First-principles quantum transport simulation of CuPc on Au(111) and Ag(111)

TL;DR

This study uses first-principles and many-body techniques to analyze the electronic and transport properties of CuPc molecules on Au(111) and Ag(111), revealing substrate-dependent Kondo effects and matching experimental conductance data.

Contribution

It introduces a combined DFT and Anderson impurity model approach to accurately describe correlation effects in CuPc on different metal surfaces, including a novel simplified model for Ag(111).

Findings

Kondo effect observed with mixed SU(2) and SU(4) symmetry.

Computed Kondo temperature agrees with experiments.

Transport properties depend on STM tip position, matching measurements.

Abstract

We investigate equilibrium and transport properties of a copper phthalocyanine (CuPc) molecule adsorbed on Au(111) and Ag(111) surfaces.
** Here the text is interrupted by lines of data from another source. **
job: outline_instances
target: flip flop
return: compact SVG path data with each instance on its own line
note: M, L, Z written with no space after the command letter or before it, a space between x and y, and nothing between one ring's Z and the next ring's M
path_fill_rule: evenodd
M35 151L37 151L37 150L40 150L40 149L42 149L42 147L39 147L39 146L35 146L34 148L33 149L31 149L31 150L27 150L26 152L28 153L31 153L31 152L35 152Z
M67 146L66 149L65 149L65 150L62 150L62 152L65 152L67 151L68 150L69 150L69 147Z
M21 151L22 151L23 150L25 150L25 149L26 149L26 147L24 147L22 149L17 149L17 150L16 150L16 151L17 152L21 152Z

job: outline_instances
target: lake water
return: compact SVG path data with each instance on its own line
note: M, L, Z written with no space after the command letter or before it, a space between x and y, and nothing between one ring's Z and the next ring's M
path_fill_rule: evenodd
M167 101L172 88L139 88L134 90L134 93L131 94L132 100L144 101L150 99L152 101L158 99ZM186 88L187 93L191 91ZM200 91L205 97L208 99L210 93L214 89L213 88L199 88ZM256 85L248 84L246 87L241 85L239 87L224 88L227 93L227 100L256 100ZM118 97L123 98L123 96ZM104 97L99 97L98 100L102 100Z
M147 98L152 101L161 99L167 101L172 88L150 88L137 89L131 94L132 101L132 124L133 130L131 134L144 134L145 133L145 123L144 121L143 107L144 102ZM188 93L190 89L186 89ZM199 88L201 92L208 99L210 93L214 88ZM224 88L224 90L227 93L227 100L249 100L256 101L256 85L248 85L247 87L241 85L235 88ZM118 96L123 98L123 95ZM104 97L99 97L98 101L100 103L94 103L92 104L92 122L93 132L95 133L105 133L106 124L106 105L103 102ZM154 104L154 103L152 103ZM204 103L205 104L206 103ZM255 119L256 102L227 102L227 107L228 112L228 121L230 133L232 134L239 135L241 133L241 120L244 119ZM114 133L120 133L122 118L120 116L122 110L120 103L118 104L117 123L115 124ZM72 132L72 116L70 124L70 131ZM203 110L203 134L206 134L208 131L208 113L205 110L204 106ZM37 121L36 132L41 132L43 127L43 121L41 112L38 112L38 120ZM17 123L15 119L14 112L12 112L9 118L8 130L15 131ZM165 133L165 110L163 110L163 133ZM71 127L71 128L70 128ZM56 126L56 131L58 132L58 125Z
The CuPc molecule has essentially three localized orbitals close to the Fermi energy resulting in strong local Coulomb repulsion not accounted for properly in density functional calculations. Hence, they require a proper many-body treatment within, e.g., the Anderson impurity model (AIM). The occupancy of these orbitals varies with the substrate on which CuPc is adsorbed. Starting from density functional theory calculations, we determine the parameters for the AIM embedded in a noninteracting environment that describes the residual orbitals of the entire system. While correlation effects in CuPc on Au(111) are already properly described by a single orbital AIM, for CuPc on Ag(111) the three orbital AIM problem can be simplified into a two orbital problem coupled to the localized spin of the third orbital. This results in a Kondo effect with a mixed character, displaying a symmetry between SU(2) and SU(4). The computed Kondo temperature is in good agreement with experimental values. To solve the impurity problem we use the recently developed fork tensor product state solver. To obtain transport properties, a scanning tunneling microscope (STM) tip is added to the CuPc molecule absorbed on the surface. We find that the transmission depends on the detailed position of the STM tip above the CuPc molecule in good agreement with differential conductance measurements.